Your goal is a good one.
In the e-comm space, it's generally accepted that more page loads will result in less customers at the end of the funnel. The funnel is a cruel master.
But there's a catch
Your question hints at the fact that a shorter solution must also be a good one. You can't just cram a page full of info and declare "look, there's less pages now!" The workflow has to make sense, it has to be painless. Depending on your product and the associated logistics, a one page solution might be unreasonable. But, let's assume it's not ...
The best solution is to have asynchronous loading of fields/modules within the page.

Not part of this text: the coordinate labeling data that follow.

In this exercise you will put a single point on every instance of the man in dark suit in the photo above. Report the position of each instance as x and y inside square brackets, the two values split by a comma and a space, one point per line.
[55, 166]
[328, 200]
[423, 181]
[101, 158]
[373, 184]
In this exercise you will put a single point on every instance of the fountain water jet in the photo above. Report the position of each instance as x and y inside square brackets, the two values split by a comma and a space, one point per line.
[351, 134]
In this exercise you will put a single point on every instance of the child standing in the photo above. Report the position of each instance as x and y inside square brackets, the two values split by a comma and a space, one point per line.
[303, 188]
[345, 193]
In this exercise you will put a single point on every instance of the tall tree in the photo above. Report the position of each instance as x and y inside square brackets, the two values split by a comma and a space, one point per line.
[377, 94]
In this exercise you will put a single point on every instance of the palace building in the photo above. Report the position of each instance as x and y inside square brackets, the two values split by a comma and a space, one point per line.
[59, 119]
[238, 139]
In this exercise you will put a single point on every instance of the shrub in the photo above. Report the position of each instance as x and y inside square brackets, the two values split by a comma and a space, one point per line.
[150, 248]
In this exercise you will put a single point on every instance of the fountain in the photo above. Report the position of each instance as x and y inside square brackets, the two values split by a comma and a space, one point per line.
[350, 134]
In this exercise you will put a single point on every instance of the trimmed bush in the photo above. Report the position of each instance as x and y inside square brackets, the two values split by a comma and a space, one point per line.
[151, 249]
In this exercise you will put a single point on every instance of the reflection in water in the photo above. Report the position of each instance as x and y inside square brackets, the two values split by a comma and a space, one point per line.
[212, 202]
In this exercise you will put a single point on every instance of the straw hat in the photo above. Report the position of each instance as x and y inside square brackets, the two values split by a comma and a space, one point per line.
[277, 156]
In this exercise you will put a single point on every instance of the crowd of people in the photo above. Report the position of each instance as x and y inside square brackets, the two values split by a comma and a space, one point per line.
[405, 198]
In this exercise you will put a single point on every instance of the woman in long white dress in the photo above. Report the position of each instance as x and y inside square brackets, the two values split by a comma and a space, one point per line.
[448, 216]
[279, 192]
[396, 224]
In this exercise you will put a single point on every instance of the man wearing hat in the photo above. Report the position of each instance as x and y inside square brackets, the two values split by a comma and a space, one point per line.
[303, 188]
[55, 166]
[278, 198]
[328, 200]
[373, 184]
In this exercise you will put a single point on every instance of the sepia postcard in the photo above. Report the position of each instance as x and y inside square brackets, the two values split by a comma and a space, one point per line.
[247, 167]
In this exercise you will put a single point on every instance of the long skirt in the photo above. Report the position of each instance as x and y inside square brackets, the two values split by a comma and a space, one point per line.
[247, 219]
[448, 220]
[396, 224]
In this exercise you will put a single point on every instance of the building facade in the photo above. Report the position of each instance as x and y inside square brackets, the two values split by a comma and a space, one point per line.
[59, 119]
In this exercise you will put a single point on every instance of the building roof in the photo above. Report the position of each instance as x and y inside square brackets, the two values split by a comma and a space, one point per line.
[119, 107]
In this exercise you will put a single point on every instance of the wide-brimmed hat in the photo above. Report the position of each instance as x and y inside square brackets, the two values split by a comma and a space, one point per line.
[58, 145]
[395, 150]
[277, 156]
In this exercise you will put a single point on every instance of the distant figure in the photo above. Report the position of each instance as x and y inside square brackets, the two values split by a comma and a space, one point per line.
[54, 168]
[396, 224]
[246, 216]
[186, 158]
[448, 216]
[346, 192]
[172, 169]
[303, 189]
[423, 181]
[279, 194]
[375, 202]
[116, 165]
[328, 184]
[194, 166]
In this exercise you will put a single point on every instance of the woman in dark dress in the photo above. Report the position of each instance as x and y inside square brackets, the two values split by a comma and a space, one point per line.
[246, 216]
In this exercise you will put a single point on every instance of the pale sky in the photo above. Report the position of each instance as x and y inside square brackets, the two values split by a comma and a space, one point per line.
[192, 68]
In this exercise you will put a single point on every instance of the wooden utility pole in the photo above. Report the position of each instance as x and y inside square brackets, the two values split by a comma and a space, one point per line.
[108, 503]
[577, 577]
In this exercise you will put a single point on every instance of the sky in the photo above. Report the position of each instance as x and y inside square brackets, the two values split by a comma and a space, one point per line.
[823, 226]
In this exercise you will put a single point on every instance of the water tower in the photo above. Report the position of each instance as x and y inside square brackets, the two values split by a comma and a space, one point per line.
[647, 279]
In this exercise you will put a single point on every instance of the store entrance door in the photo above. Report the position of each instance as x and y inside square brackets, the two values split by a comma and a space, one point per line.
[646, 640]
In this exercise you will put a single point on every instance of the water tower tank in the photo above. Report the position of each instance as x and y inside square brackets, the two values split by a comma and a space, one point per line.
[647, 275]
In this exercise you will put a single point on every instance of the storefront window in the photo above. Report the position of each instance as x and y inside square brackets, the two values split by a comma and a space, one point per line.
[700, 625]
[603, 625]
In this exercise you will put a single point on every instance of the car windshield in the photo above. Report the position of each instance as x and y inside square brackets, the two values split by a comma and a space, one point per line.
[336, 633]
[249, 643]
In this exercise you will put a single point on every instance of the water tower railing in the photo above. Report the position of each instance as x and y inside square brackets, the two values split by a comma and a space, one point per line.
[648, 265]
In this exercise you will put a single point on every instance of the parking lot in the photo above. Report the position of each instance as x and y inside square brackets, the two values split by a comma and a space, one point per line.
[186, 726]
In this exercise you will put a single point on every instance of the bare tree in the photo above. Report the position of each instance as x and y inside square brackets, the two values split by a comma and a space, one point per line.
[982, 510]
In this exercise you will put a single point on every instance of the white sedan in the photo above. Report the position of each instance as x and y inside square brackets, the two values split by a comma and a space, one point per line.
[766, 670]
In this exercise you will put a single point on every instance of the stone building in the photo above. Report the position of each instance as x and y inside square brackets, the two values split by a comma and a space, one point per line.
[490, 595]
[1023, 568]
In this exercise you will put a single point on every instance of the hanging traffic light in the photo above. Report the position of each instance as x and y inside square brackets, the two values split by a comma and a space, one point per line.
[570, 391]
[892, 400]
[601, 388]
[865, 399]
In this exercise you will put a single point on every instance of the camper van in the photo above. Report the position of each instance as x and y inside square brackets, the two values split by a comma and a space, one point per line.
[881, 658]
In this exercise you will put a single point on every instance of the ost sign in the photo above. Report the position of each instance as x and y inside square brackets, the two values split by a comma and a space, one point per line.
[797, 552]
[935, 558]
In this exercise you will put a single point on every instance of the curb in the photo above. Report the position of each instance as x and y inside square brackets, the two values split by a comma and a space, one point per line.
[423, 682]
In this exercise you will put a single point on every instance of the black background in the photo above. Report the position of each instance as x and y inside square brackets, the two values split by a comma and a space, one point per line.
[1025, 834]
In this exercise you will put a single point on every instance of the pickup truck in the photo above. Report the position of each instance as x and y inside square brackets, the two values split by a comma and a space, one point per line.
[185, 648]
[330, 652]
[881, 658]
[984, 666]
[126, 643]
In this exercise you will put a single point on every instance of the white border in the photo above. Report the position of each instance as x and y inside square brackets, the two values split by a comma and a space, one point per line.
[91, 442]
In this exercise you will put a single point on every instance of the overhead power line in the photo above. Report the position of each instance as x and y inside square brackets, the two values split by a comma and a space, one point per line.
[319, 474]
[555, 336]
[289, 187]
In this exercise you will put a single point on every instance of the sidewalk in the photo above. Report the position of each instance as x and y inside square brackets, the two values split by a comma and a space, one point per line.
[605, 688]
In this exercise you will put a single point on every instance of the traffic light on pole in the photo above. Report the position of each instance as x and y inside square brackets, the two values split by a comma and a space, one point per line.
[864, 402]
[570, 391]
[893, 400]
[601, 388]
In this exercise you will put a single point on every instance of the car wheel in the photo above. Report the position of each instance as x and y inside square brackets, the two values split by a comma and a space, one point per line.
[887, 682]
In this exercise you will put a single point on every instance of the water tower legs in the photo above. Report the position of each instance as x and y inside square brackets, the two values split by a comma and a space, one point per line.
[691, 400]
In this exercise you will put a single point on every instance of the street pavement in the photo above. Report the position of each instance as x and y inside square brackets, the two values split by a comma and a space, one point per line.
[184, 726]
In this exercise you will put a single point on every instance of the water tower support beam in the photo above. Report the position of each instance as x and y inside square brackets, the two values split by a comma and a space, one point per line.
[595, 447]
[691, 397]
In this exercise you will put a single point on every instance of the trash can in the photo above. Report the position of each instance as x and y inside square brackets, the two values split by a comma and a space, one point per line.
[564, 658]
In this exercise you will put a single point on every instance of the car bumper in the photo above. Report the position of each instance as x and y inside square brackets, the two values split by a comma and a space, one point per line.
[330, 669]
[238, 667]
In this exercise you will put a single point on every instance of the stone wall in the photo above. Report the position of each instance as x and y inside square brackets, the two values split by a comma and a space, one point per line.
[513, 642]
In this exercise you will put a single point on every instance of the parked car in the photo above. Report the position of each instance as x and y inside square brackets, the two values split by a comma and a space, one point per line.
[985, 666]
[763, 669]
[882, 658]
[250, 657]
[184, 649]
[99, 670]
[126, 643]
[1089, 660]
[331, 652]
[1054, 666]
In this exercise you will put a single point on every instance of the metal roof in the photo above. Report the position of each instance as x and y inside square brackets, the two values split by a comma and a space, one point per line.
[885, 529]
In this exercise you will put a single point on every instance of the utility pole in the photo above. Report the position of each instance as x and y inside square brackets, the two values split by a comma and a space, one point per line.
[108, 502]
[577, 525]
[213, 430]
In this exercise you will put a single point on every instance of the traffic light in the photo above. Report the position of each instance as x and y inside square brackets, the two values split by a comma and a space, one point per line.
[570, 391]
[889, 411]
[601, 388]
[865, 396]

Walk the customer through the same basic workflow, but as they complete a step you'll reveal the next (hidden behind a clue until the time is right).
One helpful tool for the customer in such a progressive page is a floating summary box to one side. Depending on average item count, the page can get deep and you don't want them scrolling around to check totals.
I haven't bought from their store in a while, but Apple used to do this well.
Even more shorter
Once you get all that right, you might have another opportunity waiting: the cart. Does it really need to have a page? Could it just be a drop in panel anchored in the site header? If you go that route, you give the user the convenience of checking their cart contents at any time from any page. When they're ready to checkout, just click the button and jump right into that single page!
Don't forget to close with a dedicated confirmation. Many users still want to save these or print them (despite the email confirm you'll no likely send within minutes). That's a nice opportunity to show a little customer appreciation and maybe even some social sharing.